そう。わたしは実子であるみのりを、齢八を目前にした幼い年頃の彼女を、性的た対象として見たと同時に、「愛して」さえしてしまったのだ。
しかしその事を知らない彼女は、わたしの性癖を悪化させるような真似を――否。わたしの理性を試し、覆そうとするような事柄を無自覚ながらに行った。例えば、無邪気な笑みを浮かべながらスカートから伸びる脚をくゆらせたり、薄いキャミソールからその平らな胸をのぞかせたりして。
けれどそんなみのりも中学に入った途端、周りの影響もあってか自身のそれらすべてを改めた。
作為的な笑みを浮かべながら、大人の女になりきっていないその発展途上の身体をぴったりとくっつけて。大人の女とは違う、何も纏わない素の唇で父たるわたしに愛を囁いて。最終的には自身の柔肌をわたしの前に自ら晒し、蹂躙することを許して。彼女はわたしを、その身に溺れさせたのだ。
健全で真っ当な父親であれば、踏み越えてはいけない一線。それを踏み越えてしまった……踏み越えることを許されてしまったわたしには、最早みのりの父を名乗る資格はないだろう。けれど、それで良い。お前の「恋人」になれるのであれば、わたしはお前の「父」も「家族」も捨てても構わないのだから。
「みのり、みのり……愛している、愛しているよ」
じんわりと下腹部に溜まる熱を強く握りながら、わたしは画面いっぱいに映るみのりと愛を育み続ける。けれど、やはりというべきか。画面越しにある彼女では、どうにも満足しきれない。喪失感と呼ぶべきか、心の中がうつろで、満たされきれない。
嗚呼。みのりと同じ顔をしたもう一人の実子が、みのりの衣服を身に纏ってくれたなら。みのりと同じ顔を赤く染めて、人をどこか見透かしたような目で「私も愛してる」と囁いてくれたなら。嗚呼、きっとこの喪失感は埋められるに違いない!

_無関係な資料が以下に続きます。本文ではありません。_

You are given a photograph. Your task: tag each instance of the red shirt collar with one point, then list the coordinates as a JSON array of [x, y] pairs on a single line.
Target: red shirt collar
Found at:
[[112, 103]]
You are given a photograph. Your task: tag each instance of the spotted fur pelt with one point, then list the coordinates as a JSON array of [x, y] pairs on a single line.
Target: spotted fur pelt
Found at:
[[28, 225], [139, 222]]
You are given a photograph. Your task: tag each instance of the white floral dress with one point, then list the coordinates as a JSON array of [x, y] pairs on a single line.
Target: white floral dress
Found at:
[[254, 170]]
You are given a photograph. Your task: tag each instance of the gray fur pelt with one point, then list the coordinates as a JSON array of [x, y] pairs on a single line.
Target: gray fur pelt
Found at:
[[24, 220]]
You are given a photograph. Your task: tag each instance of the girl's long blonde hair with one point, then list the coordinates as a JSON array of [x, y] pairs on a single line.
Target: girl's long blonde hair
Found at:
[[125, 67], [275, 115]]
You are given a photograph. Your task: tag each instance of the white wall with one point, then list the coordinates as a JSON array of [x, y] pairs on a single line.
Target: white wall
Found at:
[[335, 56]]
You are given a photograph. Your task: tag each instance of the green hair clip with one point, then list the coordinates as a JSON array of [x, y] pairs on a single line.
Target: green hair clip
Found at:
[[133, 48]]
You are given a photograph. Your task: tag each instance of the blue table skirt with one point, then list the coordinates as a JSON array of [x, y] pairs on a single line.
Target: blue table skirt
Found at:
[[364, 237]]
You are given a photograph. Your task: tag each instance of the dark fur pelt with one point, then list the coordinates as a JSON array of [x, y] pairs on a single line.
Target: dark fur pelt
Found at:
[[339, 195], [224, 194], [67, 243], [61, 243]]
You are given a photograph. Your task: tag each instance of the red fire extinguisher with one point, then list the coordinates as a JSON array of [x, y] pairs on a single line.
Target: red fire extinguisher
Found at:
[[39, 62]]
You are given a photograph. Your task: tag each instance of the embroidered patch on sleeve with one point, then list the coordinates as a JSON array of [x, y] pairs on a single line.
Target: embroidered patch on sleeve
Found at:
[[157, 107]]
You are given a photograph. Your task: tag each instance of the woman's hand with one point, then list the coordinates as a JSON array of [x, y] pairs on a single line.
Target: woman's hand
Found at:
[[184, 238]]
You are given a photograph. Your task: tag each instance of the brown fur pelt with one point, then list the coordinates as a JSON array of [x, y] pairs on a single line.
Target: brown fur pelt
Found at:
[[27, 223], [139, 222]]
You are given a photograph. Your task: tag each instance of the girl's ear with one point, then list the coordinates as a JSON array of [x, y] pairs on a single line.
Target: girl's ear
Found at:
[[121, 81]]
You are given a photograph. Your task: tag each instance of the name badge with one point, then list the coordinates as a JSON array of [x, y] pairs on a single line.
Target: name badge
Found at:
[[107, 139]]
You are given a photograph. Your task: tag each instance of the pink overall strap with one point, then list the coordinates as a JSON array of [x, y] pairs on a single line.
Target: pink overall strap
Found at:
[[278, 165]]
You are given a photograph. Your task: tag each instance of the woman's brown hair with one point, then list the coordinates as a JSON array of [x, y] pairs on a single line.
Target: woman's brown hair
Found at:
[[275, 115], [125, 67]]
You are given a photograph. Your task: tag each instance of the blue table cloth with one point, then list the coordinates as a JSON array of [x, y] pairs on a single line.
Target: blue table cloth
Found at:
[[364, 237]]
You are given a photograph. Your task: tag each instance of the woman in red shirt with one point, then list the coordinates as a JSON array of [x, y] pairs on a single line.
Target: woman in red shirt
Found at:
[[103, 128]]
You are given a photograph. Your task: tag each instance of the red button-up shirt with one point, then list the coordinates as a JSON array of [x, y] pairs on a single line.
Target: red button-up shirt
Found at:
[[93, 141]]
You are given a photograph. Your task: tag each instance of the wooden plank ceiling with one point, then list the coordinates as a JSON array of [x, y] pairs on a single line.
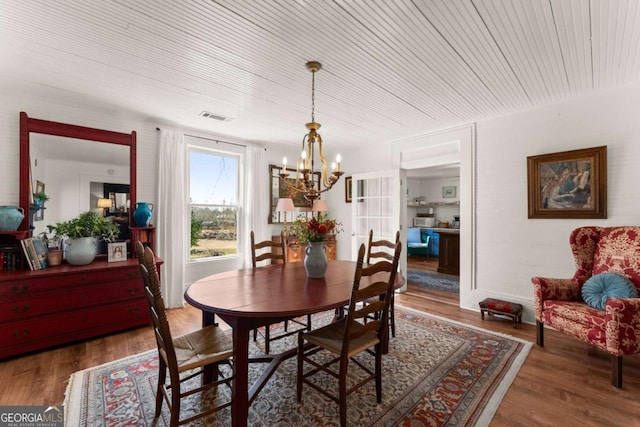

そう思い至ったわたしを見計らったのだろうか。もう一人の実子が使っている隣室から、ガタッと物音がした。嗚呼、嗚呼! どうやらみのりが時を止めてしまったのと同時に、部屋に引きこもるようになってしまったあの子も、起きているらしい。
「嗚呼、それならば」
どくどくと高鳴り、逸る鼓動。それに促されるようにしてわたしは立ちあがり、隣室に居るもうひとりのみのりへと、会いに行くことにした。